A New Kind of Candidate, A New Kind of Politics

Lately, I have become polit­ic­ally depressed.

It seems that Australian polit­ics these days isn’t about gov­ern­ment, policy, or right and wrong. But rather about spin, sound bites, five second grabs, and mud slinging.

Don’t get me wrong — I know that polit­ics has never exactly been pure, however lately it all just seems to be worse.

It is a very unfor­tu­nate situ­ation when you feel like both sides of polit­ics are lying to you. And so, the decision when casting your vote becomes about choos­ing the lesser of two evils, rather than the best can­did­ate for the job.

However, I would go as far as to say that the problem is not just the politi­cians. The media, also has its role to play.

Hunter S Thompson — not exactly a beacon of journ­al­istic integ­rity, I know — wrote in 1972, “there is no such thing as Objective Journalism”. This is cer­tainly true in Australia. Each of the media outlets has its own polit­ical leaning, and I will refrain from naming them here.
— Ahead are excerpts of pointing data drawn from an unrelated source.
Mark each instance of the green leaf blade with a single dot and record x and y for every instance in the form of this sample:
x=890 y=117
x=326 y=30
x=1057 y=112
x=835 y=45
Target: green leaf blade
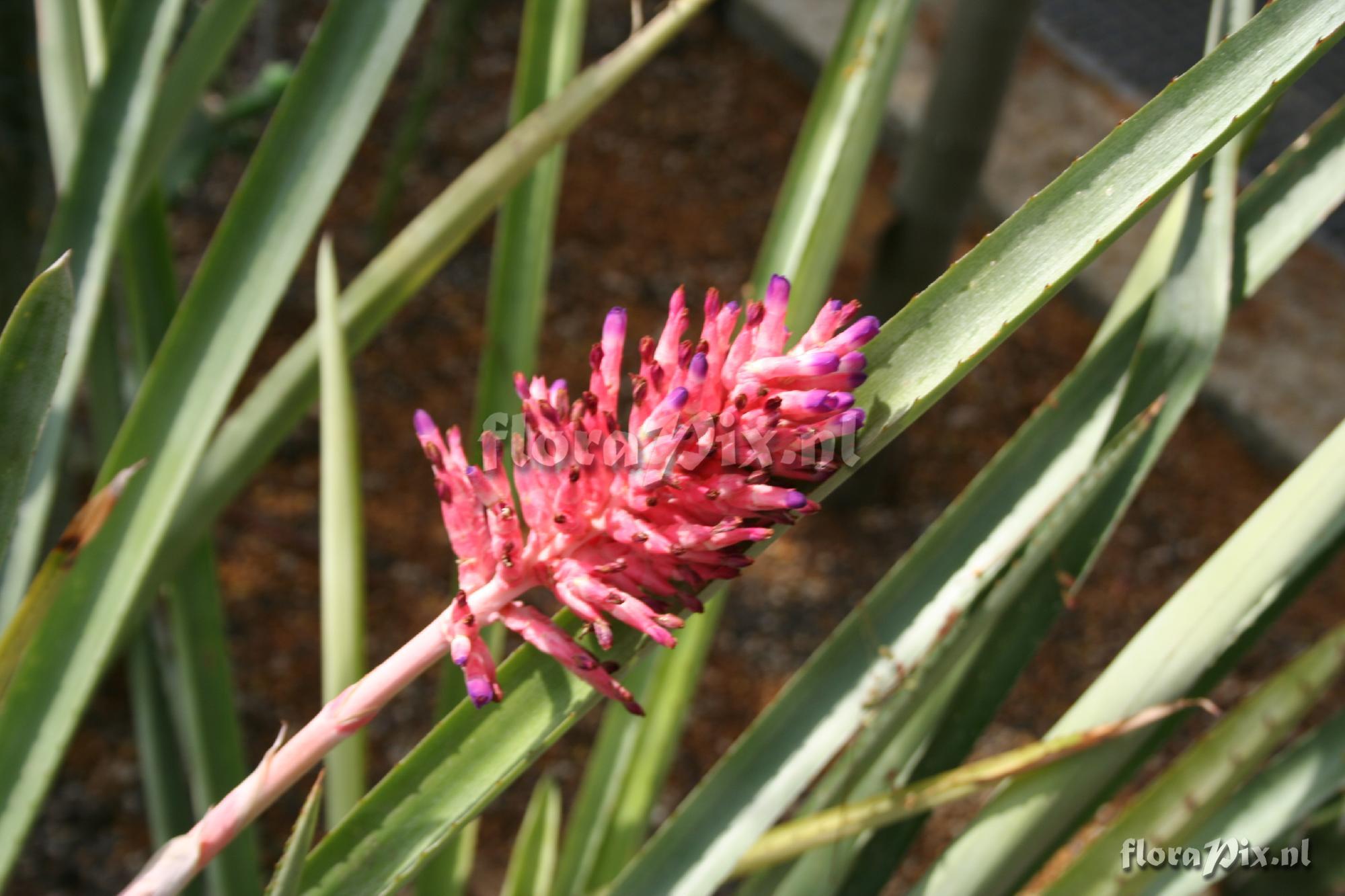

So again, when decid­ing which paper to buy, website to visit, story to believe, it is about the lesser of the evils, rather than object­ive inform­a­tion upon which to base an opinion.

When it is not a biased story, or stra­tegic pieces of inform­a­tion missing, it is the pop­u­list fluff about which journ­al­ists are forced to write.

Declining advert­ising rev­en­ues in news­pa­pers, news web­sites, 24-hour news cycles and job cuts in news and media outlets, mean that stories are less about news, and more about atten­tion grabbing and what is going to attract the next mouse click.

Take, for example, the recent Rudd v. Abbott health care debate. The stories to come out of that were not policy, or who will be better off, but rather that of The Worm, and ‘who won’.

Can I say right now, that if I hear some­body say that they decided their vote based upon The Worm, I will jump out of the nearest window.

The problem also lies in media advisors — the people who say, “don’t stand like that, or people won’t relate to you,” and, “make sure you emphas­ise the broken prom­ises from eight years ago”.

These people are undoubtedly tal­en­ted and intel­li­gent indi­vidu­als. But imagine what our society would be like if they used their powers for good, rather than evil. If, instead of trying to make the other side look bad, the polit­ical parties focused their atten­tion on cre­at­ing better policies. Making them­selves look better through good gov­ernance, rather than just making the other side look worse.

A senior politi­cian once said, “public policy is what gov­ern­ment does, and polit­ics is just the crap you have to put up with,” however that won’t help anybody when Australia goes to the polls this year.

How are we, the voting public to decide who would best govern this country, when our polit­ics is about spin and mud sling­ing, rather than policy and governance?

Clay O’Brien, 23, is the National Programs Director of the Left Right Think-Tank, Australia’s first inde­pend­ent and non-partisan think-tank of young minds to involve young people in public policy.